CAPTCHA May Finally Be Dying. May It Not Rest in Peace.

CAPTCHA got you down?

Image by Kruglov via Wikimedia Commons

It now feels perverse, but about a decade ago, when I first encountered the CAPTCHA system, I found it … satisfying. Even vindicating. I can’t recall what gibberish words I first correctly deciphered, but it was a moment I’d been awaiting since third grade. That year, my teacher summoned my parents to admonish them for my abysmal, no-good, impossible-to-read handwriting. This would be a recurring source of recrimination for me, so it was a redemptive moment when I realized that this skill I’d acquired of reading poorly formed letters, honed over decades, was not only useful, but a defining characteristic of what separated people from machines.

At first, CAPTCHA felt like a simple and agreeable game. You played it quickly, strengthening your bond with the rest of mankind, putting off the day machines will roam the Internet freely, and perhaps come to rule over us in some dystopian Matrix-like future, and went on about whatever mundane task you’d been trying to do—buy concert tickets, post a comment, whatever. It was a pleasant interruption, like a kindly stranger asking you directions before you went on your way.

But like so many things in life, that initial glow faded quickly.

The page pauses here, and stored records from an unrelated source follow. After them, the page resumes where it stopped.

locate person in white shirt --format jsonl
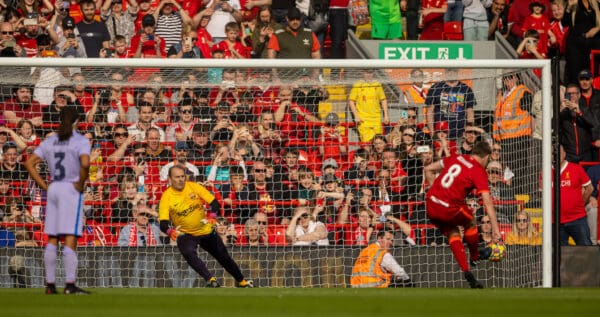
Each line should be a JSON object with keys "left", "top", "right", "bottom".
{"left": 286, "top": 206, "right": 329, "bottom": 246}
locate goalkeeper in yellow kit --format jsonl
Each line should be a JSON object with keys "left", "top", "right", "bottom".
{"left": 159, "top": 165, "right": 253, "bottom": 288}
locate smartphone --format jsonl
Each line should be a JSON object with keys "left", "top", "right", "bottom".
{"left": 148, "top": 34, "right": 155, "bottom": 41}
{"left": 564, "top": 92, "right": 572, "bottom": 100}
{"left": 67, "top": 33, "right": 76, "bottom": 39}
{"left": 3, "top": 40, "right": 15, "bottom": 47}
{"left": 24, "top": 18, "right": 37, "bottom": 26}
{"left": 184, "top": 37, "right": 192, "bottom": 46}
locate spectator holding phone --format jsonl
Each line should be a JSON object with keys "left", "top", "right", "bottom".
{"left": 0, "top": 22, "right": 25, "bottom": 57}
{"left": 52, "top": 17, "right": 87, "bottom": 58}
{"left": 129, "top": 14, "right": 166, "bottom": 58}
{"left": 101, "top": 0, "right": 138, "bottom": 46}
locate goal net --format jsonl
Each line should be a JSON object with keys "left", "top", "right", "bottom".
{"left": 0, "top": 58, "right": 551, "bottom": 288}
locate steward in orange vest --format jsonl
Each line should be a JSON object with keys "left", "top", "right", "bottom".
{"left": 350, "top": 231, "right": 414, "bottom": 288}
{"left": 493, "top": 83, "right": 533, "bottom": 141}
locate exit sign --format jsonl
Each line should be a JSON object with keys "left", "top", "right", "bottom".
{"left": 379, "top": 43, "right": 473, "bottom": 60}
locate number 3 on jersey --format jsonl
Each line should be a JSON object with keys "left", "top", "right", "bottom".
{"left": 441, "top": 164, "right": 462, "bottom": 188}
{"left": 54, "top": 152, "right": 66, "bottom": 181}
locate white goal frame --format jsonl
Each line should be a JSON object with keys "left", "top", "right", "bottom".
{"left": 0, "top": 57, "right": 553, "bottom": 288}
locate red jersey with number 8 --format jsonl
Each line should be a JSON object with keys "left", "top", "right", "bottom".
{"left": 426, "top": 155, "right": 490, "bottom": 208}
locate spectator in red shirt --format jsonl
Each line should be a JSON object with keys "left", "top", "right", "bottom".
{"left": 556, "top": 144, "right": 594, "bottom": 245}
{"left": 548, "top": 0, "right": 568, "bottom": 58}
{"left": 318, "top": 112, "right": 348, "bottom": 163}
{"left": 2, "top": 84, "right": 43, "bottom": 127}
{"left": 213, "top": 21, "right": 249, "bottom": 58}
{"left": 130, "top": 14, "right": 166, "bottom": 58}
{"left": 274, "top": 86, "right": 320, "bottom": 144}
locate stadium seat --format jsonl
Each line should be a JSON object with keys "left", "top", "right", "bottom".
{"left": 442, "top": 22, "right": 463, "bottom": 40}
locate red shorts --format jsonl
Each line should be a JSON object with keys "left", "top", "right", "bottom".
{"left": 426, "top": 197, "right": 474, "bottom": 236}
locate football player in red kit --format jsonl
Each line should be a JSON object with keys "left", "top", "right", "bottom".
{"left": 424, "top": 141, "right": 501, "bottom": 288}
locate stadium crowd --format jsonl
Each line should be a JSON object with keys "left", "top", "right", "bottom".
{"left": 0, "top": 0, "right": 598, "bottom": 257}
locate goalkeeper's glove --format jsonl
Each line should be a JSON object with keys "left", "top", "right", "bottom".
{"left": 167, "top": 226, "right": 182, "bottom": 241}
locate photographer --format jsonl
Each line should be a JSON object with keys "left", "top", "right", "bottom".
{"left": 0, "top": 22, "right": 25, "bottom": 57}
{"left": 51, "top": 16, "right": 87, "bottom": 58}
{"left": 559, "top": 84, "right": 600, "bottom": 162}
{"left": 86, "top": 87, "right": 126, "bottom": 127}
{"left": 42, "top": 85, "right": 84, "bottom": 135}
{"left": 211, "top": 101, "right": 236, "bottom": 142}
{"left": 516, "top": 29, "right": 546, "bottom": 60}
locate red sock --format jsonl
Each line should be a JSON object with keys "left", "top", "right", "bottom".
{"left": 464, "top": 227, "right": 480, "bottom": 262}
{"left": 449, "top": 236, "right": 469, "bottom": 272}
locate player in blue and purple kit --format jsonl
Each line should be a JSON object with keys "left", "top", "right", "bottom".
{"left": 25, "top": 107, "right": 91, "bottom": 295}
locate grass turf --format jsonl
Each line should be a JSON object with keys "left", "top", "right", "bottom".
{"left": 1, "top": 288, "right": 598, "bottom": 317}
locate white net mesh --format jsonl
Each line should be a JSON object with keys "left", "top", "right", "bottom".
{"left": 0, "top": 58, "right": 548, "bottom": 288}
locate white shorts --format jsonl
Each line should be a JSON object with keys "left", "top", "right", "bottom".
{"left": 45, "top": 182, "right": 84, "bottom": 237}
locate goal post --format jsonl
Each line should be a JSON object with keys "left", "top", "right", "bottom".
{"left": 0, "top": 57, "right": 552, "bottom": 288}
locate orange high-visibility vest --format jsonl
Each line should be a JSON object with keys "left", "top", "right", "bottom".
{"left": 493, "top": 84, "right": 532, "bottom": 141}
{"left": 350, "top": 243, "right": 391, "bottom": 288}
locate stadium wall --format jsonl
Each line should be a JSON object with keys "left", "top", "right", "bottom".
{"left": 560, "top": 247, "right": 600, "bottom": 287}
{"left": 0, "top": 246, "right": 544, "bottom": 288}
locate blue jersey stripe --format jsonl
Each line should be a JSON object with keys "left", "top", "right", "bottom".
{"left": 74, "top": 192, "right": 83, "bottom": 236}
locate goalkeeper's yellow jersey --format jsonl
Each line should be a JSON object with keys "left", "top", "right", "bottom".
{"left": 159, "top": 181, "right": 215, "bottom": 236}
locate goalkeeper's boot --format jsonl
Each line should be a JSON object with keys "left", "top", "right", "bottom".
{"left": 45, "top": 283, "right": 58, "bottom": 295}
{"left": 464, "top": 271, "right": 484, "bottom": 289}
{"left": 206, "top": 277, "right": 221, "bottom": 288}
{"left": 63, "top": 284, "right": 91, "bottom": 295}
{"left": 236, "top": 279, "right": 254, "bottom": 288}
{"left": 470, "top": 246, "right": 492, "bottom": 266}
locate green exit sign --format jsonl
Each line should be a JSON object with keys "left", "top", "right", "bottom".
{"left": 379, "top": 43, "right": 473, "bottom": 60}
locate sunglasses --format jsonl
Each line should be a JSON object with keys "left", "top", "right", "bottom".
{"left": 1, "top": 31, "right": 14, "bottom": 35}
{"left": 257, "top": 221, "right": 267, "bottom": 225}
{"left": 481, "top": 220, "right": 490, "bottom": 224}
{"left": 253, "top": 169, "right": 266, "bottom": 173}
{"left": 404, "top": 133, "right": 415, "bottom": 137}
{"left": 517, "top": 218, "right": 528, "bottom": 223}
{"left": 180, "top": 109, "right": 192, "bottom": 114}
{"left": 134, "top": 152, "right": 146, "bottom": 156}
{"left": 488, "top": 169, "right": 502, "bottom": 175}
{"left": 408, "top": 115, "right": 417, "bottom": 119}
{"left": 114, "top": 132, "right": 128, "bottom": 137}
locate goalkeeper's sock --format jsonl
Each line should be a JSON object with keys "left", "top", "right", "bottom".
{"left": 464, "top": 227, "right": 480, "bottom": 262}
{"left": 449, "top": 236, "right": 469, "bottom": 272}
{"left": 62, "top": 246, "right": 78, "bottom": 284}
{"left": 44, "top": 244, "right": 57, "bottom": 285}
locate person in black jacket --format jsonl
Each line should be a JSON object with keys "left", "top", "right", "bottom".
{"left": 559, "top": 84, "right": 600, "bottom": 162}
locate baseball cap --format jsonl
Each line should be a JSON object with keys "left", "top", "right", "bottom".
{"left": 142, "top": 14, "right": 155, "bottom": 27}
{"left": 325, "top": 112, "right": 339, "bottom": 126}
{"left": 174, "top": 141, "right": 190, "bottom": 150}
{"left": 322, "top": 158, "right": 338, "bottom": 171}
{"left": 579, "top": 69, "right": 593, "bottom": 79}
{"left": 62, "top": 17, "right": 75, "bottom": 29}
{"left": 286, "top": 7, "right": 303, "bottom": 20}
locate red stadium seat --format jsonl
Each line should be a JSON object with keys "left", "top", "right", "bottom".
{"left": 443, "top": 22, "right": 463, "bottom": 40}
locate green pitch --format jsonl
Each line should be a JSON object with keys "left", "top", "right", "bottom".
{"left": 1, "top": 288, "right": 598, "bottom": 317}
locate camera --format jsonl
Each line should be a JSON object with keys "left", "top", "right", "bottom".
{"left": 3, "top": 40, "right": 15, "bottom": 48}
{"left": 104, "top": 48, "right": 115, "bottom": 57}
{"left": 564, "top": 92, "right": 572, "bottom": 100}
{"left": 24, "top": 13, "right": 38, "bottom": 26}
{"left": 147, "top": 34, "right": 154, "bottom": 41}
{"left": 67, "top": 33, "right": 76, "bottom": 39}
{"left": 98, "top": 89, "right": 111, "bottom": 104}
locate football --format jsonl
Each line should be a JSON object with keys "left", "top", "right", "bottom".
{"left": 489, "top": 241, "right": 506, "bottom": 262}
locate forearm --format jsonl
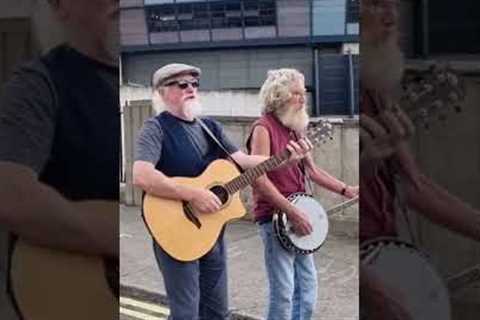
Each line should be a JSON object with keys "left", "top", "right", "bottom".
{"left": 0, "top": 177, "right": 117, "bottom": 257}
{"left": 407, "top": 174, "right": 480, "bottom": 241}
{"left": 133, "top": 161, "right": 193, "bottom": 202}
{"left": 231, "top": 151, "right": 268, "bottom": 170}
{"left": 309, "top": 167, "right": 347, "bottom": 195}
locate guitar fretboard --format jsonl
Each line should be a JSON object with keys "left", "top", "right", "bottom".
{"left": 224, "top": 149, "right": 290, "bottom": 194}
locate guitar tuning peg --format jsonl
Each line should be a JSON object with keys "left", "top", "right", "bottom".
{"left": 419, "top": 108, "right": 429, "bottom": 118}
{"left": 431, "top": 99, "right": 444, "bottom": 110}
{"left": 447, "top": 73, "right": 459, "bottom": 86}
{"left": 448, "top": 92, "right": 459, "bottom": 103}
{"left": 423, "top": 83, "right": 434, "bottom": 93}
{"left": 408, "top": 92, "right": 419, "bottom": 103}
{"left": 436, "top": 73, "right": 446, "bottom": 83}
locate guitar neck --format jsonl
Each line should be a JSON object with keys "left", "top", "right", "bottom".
{"left": 447, "top": 264, "right": 480, "bottom": 292}
{"left": 224, "top": 149, "right": 290, "bottom": 195}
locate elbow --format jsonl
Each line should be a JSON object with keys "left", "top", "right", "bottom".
{"left": 132, "top": 166, "right": 149, "bottom": 191}
{"left": 132, "top": 173, "right": 147, "bottom": 191}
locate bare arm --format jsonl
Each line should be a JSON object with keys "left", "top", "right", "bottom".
{"left": 304, "top": 153, "right": 358, "bottom": 198}
{"left": 0, "top": 162, "right": 118, "bottom": 257}
{"left": 133, "top": 160, "right": 222, "bottom": 214}
{"left": 406, "top": 172, "right": 480, "bottom": 241}
{"left": 229, "top": 151, "right": 268, "bottom": 169}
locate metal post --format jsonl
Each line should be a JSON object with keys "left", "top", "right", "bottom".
{"left": 313, "top": 48, "right": 320, "bottom": 116}
{"left": 347, "top": 49, "right": 355, "bottom": 117}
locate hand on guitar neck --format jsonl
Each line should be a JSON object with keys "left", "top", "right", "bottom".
{"left": 182, "top": 138, "right": 314, "bottom": 216}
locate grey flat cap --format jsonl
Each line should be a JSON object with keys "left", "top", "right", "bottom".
{"left": 152, "top": 63, "right": 201, "bottom": 88}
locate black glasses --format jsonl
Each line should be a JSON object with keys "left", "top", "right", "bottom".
{"left": 164, "top": 80, "right": 200, "bottom": 90}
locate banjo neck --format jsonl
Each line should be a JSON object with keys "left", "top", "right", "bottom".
{"left": 326, "top": 196, "right": 359, "bottom": 216}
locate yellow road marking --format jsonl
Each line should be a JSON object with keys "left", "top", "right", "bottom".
{"left": 120, "top": 307, "right": 166, "bottom": 320}
{"left": 120, "top": 296, "right": 170, "bottom": 315}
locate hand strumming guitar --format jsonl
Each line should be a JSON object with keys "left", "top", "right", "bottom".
{"left": 185, "top": 187, "right": 222, "bottom": 214}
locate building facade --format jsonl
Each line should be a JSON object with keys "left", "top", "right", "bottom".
{"left": 120, "top": 0, "right": 360, "bottom": 116}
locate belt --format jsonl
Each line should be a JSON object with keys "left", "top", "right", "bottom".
{"left": 256, "top": 216, "right": 273, "bottom": 225}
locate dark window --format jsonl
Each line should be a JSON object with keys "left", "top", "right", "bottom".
{"left": 147, "top": 5, "right": 178, "bottom": 32}
{"left": 428, "top": 1, "right": 480, "bottom": 54}
{"left": 346, "top": 0, "right": 359, "bottom": 24}
{"left": 145, "top": 0, "right": 275, "bottom": 33}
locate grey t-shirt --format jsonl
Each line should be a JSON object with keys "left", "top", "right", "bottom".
{"left": 135, "top": 115, "right": 238, "bottom": 167}
{"left": 0, "top": 52, "right": 117, "bottom": 319}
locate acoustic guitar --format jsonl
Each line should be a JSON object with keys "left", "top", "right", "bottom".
{"left": 143, "top": 120, "right": 333, "bottom": 261}
{"left": 8, "top": 202, "right": 119, "bottom": 320}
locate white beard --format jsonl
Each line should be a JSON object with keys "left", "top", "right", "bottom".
{"left": 185, "top": 99, "right": 203, "bottom": 118}
{"left": 276, "top": 105, "right": 310, "bottom": 133}
{"left": 361, "top": 36, "right": 404, "bottom": 97}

Instead of a quick and painless waypoint, the CAPTCHAs got harder in an effort to keep ahead of ever-smarter bots. Solving one no longer recalled the satisfying click of a fastened seat belt, but instead was akin to achieving a perfect seal on a generic imitation of a Ziploc bag. You could do it, but it’d be annoying, and it would take longer than you’d want it to, and even then not work as well as it was meant to.

As the CAPTCHAs were getting harder, I realized I wasn’t seeing so well and went to get glasses for the first time. Now, each time I failed one of those tests, en route to registering for a website I didn’t really want to have to register for anyway, I was left wondering whether it was the fault of my weakening eyes or the algorithm. I was afraid of being enfeebled while still a young man, left behind by technology, and wondering if the kids in school now could solve these CAPTCHAs easily.

So Wednesday’s news that Ticketmaster is abandoning CAPTCHA feels like a sort of vindication to me. It hasn’t just been me. The system is to blame.

If, though, this is progress after a fashion, let’s not take it to mean that computers are getting close to passing as human. CAPTCHA set out to be a way for a computer to be able to distinguish between one of its fellows and a person. The Turing test asks whether a human can make that same judgment, which is a very different question.

Ticketmaster customers will now face “phrases, questions or ads” during check-out. One would imagine that asking questions about the world might be a risky proposition, ignorance being rather more widely distributed than one would hope. It’s hard to come up with questions that can be reliably answered by any human being that stumbles across a given website. Another CAPTCHA alternative relies on authenticating users’ identities via credentials issued to them by Facebook, Google, Yahoo, and the like. CAPTCHA, for all its frustrations, was a mechanism that allowed for anonymity. You didn’t have to prove who you were, merely that you were. The loss of anonymity online brings a whole new set of headaches, more enduring and harder to parse than the transient ones brought about by a struggle with wobbly characters.

But I won’t miss trying to tell a 0 from an O, H from 4l, or q from g. It will make a funny story for future generations, that for about a decade at the beginning of the century, we’d agreed as a society that the defining mark of our shared humanity was an ability to read bad handwriting.